Chapter 22
Chapter twenty-two
EMMA EASTON
I wake to cold sheets. My hand reaches instinctively across the mattress, searching for warmth, but the space beside me is empty.
The indentation where Jude slept is still there, warm, like he left just moments ago.
The room is dark except for the pale sliver of moonlight leaking through the window, painting faint lines across the floor.
My chest tightens.
I sit up slowly, listening. But I hear nothing. I slip out of bed, careful not to make the floorboards creak. The guest room door is open, and I peek inside. Heather’s curled up on her side, wrapped in blankets, drowning in Micah’s shirt. But he’s gone, too.
A quiet dread threads into my veins.
I keep moving.
The light catches my eye first. A faint, shifting glow at the back of the house—two small beams flickering against the patio railing. Phone flashlights.
I press my hand to the sliding glass door as I look out into the night. Jude and Micah sit outside in the dark, their faces half-lit by the glow of their phones. The rest of them is swallowed by shadow. The house is too dark. I’m invisible here.
Then Micah flicks the lighter. The tiny flame snaps to life, illuminating the little black case on the table between them. For a heartbeat, the flame shows their hollow cheeks and tired eyes. My throat closes.
No.
Please, no.
Micah works efficiently. The soft crackle of the lighter repeats—brief bursts of fire kissing metal, heating it, bending the shadows around their shapes.
A faint chemical tang drifts through the barely opened door, sharp enough that I catch it even from here.
The scent mixes with the cold night air, a wrongness I feel in my bones.
When the needle catches the light, I bite down on a sob so hard my teeth ache.
Jude sits beside him with a tourniquet around his arm.
He takes the needle from Micah, and I watch in horror as he sinks it into his skin.
Immediately, his head tips back, exposing the vulnerable column of his throat.
His eyes flutter half-shut, dazed, distant—like he’s floating somewhere far from the man I know.
Micah’s hands move in tiny, deliberate motions. Drawing in. Tapping out bubbles. Rotating his wrist in that awful, professional flick. The lighter snaps off, plunging them back into a dim phone-glow.
Jude’s breath leaves him in a long, shuddering exhale, his head falling back again, chair creaking under the weight of him letting go. He doesn’t say a word. He doesn’t reach for Micah. He doesn’t stop him when he injects, too.
The patio is so quiet I can hear the dull thud of Micah setting the case back down, and the faint inhale he makes as he sinks deeper into himself.

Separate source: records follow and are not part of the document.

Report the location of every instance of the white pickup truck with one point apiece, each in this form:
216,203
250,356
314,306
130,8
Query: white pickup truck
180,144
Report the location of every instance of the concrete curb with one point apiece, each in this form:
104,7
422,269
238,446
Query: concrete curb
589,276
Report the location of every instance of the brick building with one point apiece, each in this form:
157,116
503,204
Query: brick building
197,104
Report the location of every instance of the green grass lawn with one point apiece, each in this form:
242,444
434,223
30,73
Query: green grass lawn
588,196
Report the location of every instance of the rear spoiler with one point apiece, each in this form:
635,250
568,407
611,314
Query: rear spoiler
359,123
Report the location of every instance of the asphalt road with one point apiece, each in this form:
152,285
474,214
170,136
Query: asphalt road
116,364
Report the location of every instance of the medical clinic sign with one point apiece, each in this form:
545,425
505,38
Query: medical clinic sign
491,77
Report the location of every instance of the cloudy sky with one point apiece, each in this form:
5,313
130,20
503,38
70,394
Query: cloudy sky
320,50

I watch them until the night grows still again, until they sit there in hollow quiet—two broken men wrapped in shadows, leaning on the only comfort they know.

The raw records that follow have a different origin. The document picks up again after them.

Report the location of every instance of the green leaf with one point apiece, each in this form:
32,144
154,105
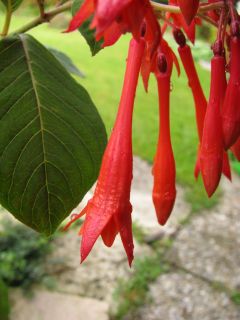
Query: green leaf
51,136
4,302
14,4
66,62
86,32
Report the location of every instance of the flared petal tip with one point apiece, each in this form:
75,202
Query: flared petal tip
211,184
163,208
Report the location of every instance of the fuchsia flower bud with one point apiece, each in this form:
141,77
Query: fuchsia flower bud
164,172
236,149
189,9
109,211
211,152
164,190
231,105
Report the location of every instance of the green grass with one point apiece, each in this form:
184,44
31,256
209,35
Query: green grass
132,293
104,76
235,297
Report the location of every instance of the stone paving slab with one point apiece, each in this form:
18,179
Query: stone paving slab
180,296
210,245
98,276
45,305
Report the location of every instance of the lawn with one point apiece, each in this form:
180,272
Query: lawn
104,76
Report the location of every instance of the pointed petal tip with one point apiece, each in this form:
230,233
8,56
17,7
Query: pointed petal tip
130,261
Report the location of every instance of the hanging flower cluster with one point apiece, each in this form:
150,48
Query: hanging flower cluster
218,119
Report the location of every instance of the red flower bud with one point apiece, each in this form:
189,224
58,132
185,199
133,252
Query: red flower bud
189,9
164,190
211,153
236,149
231,105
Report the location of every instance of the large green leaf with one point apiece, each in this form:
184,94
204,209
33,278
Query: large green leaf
86,32
13,3
51,136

My heart hammers frantically, likely bruising my ribs.
When they start to stand, I slip away from the door and hurry back to bed. I crawl under the covers, wiping my cheeks with the backs of my hands.
I turn onto my side just as the door clicks softly. Footsteps.
The mattress dips behind me. Jude’s familiar weight returns, his breath warm against my neck as he settles in carefully, like he doesn’t want to wake me. I keep my eyes closed. Pretend I didn’t see anything. And that I’m not silently breaking beside him.